Pamsc, wonderful news, but sorry you had to go though the C scare.
Ambien: Okay, now don't crack-up, but several years ago my doctor prescribed ambien as a sleep aid for my insomia. Each and every morning I was waking up to crumbs on my pillow. Finally after several incidents of occurance I found a whole couton laying next to my pillow. Yes, I was getting up in the wee-hours and eating coutons in bed!!! Well, that explained the emptied boxes and a few extra pounds of unexplained weight gain. Then one morning my spouse asks me, "what were you doing in the office at 3 in the morning on the computer?" I couldn't remember ever being in the office in the wee-hours let alone on the computer. I paniced....what was I doing on the computer? I doubled checked all my emailing making sure my "sent" emails were apprioate ...I checked the history making sure I wasn't behaving badly--lol- Yes, I was sleep-walking and sleep-eating and operating a compute without my knowledge. This could have been a nightmare as I could have used my credit card on-line! For those of you who live alone please take care using this prescription medicine. It's side effects can be very dangerous. Also, operating a car has been know to happen! I think at this point I will stick with a 1/2 dose of xanax or over the counter the p.m. aspirin.
Ambien amnesia isn't unusual. I wouldn't say you were sleep-walking (and sleep everything else) but you surely don't remember doing those things. There are reports of people doing all sorts of behavior on Ambien, including driving, and not remembering.

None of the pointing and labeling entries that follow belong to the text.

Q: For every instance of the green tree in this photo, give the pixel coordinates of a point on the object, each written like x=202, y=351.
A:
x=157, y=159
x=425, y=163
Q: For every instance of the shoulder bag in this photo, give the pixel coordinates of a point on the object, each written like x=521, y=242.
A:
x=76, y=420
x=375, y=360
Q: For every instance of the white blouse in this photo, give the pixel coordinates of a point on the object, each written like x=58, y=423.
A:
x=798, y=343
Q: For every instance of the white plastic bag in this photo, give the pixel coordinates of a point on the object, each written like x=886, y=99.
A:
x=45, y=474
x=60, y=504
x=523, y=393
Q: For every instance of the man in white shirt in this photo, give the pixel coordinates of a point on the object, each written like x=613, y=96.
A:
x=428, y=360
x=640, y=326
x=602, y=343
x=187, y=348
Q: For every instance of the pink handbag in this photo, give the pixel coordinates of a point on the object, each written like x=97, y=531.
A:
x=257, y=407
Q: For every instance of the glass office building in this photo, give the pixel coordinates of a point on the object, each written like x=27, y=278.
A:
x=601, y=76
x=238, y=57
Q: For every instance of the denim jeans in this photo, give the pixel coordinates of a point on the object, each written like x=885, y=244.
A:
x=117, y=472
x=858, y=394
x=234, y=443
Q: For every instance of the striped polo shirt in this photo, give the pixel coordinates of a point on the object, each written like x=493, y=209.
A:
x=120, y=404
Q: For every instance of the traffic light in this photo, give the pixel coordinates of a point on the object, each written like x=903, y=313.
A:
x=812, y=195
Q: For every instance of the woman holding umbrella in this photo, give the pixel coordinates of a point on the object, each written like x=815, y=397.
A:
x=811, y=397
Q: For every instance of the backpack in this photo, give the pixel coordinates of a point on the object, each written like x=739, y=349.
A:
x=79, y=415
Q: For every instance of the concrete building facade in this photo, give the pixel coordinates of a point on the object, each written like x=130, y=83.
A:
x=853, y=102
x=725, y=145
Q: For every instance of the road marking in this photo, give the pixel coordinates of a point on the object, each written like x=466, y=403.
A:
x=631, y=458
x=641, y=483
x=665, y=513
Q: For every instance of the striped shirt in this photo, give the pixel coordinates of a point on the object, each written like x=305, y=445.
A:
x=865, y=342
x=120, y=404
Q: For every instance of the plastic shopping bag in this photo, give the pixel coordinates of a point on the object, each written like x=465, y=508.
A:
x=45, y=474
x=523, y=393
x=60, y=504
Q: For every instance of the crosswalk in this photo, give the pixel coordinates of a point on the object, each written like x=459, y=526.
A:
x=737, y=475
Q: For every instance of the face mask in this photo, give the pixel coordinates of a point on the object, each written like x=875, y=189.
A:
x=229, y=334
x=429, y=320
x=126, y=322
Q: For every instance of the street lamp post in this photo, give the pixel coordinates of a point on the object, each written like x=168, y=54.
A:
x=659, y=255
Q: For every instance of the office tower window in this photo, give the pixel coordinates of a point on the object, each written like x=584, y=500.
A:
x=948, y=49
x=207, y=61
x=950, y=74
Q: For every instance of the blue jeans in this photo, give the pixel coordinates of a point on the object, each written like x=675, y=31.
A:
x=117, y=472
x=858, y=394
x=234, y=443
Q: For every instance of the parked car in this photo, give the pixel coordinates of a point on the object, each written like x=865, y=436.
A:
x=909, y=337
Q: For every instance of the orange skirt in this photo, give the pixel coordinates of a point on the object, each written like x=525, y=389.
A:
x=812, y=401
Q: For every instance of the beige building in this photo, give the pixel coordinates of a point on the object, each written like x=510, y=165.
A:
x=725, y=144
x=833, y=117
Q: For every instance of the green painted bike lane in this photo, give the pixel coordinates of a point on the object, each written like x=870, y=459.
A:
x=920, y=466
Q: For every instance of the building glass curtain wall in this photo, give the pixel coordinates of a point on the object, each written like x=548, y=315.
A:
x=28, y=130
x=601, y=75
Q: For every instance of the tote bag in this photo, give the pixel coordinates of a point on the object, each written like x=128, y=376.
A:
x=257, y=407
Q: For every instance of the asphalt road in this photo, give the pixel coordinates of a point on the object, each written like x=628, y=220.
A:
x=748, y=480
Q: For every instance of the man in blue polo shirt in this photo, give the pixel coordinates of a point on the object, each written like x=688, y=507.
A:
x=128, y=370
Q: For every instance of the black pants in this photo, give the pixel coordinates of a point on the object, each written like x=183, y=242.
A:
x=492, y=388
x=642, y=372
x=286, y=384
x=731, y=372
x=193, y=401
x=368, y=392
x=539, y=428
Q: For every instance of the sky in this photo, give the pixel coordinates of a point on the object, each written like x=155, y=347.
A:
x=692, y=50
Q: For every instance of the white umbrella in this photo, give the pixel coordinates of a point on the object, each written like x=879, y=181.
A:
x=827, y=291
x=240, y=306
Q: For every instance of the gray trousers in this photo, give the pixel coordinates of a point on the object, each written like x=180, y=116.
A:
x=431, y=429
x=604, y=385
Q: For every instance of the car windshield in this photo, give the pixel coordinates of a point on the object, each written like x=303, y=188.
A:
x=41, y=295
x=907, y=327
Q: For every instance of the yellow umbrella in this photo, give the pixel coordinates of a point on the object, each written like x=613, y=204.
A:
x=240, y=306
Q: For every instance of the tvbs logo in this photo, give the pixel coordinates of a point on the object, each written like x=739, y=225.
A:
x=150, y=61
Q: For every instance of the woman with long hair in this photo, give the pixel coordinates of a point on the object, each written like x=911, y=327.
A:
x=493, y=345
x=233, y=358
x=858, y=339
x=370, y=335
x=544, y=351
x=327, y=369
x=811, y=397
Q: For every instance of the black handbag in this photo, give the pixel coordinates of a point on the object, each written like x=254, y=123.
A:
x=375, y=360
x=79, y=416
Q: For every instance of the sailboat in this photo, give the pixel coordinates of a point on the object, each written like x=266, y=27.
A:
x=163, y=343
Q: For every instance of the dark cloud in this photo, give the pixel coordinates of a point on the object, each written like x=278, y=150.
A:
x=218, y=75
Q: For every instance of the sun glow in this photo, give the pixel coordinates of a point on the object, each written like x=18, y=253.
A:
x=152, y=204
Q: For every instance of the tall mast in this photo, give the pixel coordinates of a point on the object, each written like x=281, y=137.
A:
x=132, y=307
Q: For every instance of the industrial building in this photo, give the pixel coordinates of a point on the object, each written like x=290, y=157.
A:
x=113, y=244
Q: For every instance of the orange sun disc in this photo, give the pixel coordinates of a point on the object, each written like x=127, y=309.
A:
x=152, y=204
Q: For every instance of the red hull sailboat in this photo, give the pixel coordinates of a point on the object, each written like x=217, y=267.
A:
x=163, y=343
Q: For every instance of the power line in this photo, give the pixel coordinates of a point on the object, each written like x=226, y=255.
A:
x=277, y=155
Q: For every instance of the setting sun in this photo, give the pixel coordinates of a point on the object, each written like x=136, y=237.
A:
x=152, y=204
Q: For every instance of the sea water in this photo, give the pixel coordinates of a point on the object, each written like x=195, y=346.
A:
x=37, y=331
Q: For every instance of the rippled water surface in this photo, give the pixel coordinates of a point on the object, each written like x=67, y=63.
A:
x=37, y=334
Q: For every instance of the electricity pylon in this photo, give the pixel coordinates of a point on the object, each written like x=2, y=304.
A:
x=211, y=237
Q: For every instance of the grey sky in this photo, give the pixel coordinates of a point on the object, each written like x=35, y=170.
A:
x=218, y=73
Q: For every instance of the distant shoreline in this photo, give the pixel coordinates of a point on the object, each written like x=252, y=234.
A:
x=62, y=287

Also, were you on the 4 hour or 8 hour pill? The 8 hour pill is wonderful if you have trouble sleeping through the night.
My wife is on Trazadone to help sleep and it lasts longer than the normal sleeping pill, which is usually 4 hours.

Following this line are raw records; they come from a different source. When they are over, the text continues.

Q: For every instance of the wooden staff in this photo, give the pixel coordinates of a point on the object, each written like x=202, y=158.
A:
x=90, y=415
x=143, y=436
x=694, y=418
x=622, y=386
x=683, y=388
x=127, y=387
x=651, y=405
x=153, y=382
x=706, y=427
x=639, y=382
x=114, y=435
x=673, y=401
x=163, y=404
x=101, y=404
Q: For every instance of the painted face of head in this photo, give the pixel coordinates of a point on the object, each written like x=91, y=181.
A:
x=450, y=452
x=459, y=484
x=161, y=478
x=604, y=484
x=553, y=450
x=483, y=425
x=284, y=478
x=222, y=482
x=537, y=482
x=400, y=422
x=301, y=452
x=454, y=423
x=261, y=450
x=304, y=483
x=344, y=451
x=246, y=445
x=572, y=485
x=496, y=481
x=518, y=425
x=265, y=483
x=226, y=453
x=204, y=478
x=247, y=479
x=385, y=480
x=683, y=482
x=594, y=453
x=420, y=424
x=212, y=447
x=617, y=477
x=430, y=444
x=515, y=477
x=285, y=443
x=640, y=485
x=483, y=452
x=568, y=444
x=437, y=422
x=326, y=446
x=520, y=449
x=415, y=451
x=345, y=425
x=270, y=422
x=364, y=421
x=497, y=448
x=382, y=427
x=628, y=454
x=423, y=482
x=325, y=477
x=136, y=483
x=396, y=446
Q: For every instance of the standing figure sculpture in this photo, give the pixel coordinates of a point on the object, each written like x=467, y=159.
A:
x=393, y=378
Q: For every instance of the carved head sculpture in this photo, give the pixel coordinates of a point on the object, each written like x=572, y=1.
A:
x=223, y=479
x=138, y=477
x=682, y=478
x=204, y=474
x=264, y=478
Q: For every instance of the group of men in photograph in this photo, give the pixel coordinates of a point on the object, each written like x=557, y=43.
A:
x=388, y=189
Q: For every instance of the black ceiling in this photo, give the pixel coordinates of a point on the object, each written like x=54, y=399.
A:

Paulc, I don't really the strenght of the ambien as if was a number of years ago. I did some research on the medication on line and read of a man in sleep-walking during the winter months and froze to death. That was enough to frighten me that I was not a good candidate for this medication. I really would like something that could help me sleep as I am so worn out. This disease can really take it's toll on the caregivers. So much to worry about...so much to do...and so little support from family.
lulliebird, holy crap! Glad nothing horrible happened. That's just crazy!
I no longer have the constant worry of keeping Lynn safe so I am able to take medications now to help when the pain keeps me awake. I have a huge fear of addiction to any medication so I don't take a sleeping pills. What my neurologist suggested was good ol Benadryl. He said it was safe and non addictive. It has always made me sleepy so it's a win win for me.
paulc, I have heard melatonin is good for sleeping however, it also has side effects (blood thinning properties). I will do more research on it and run it by my doctor. Thanks for this advice Paul
Nikki, I agree with you on the fear of an additiction to medication. I have been on xanax on in the past and never got hooked, but I don't take them often as I am afraid of the dependency. I really liked your suggeston of Benadryl. I have used it in the past for hives and it makes me sleepy also. Thanks for the suggestion!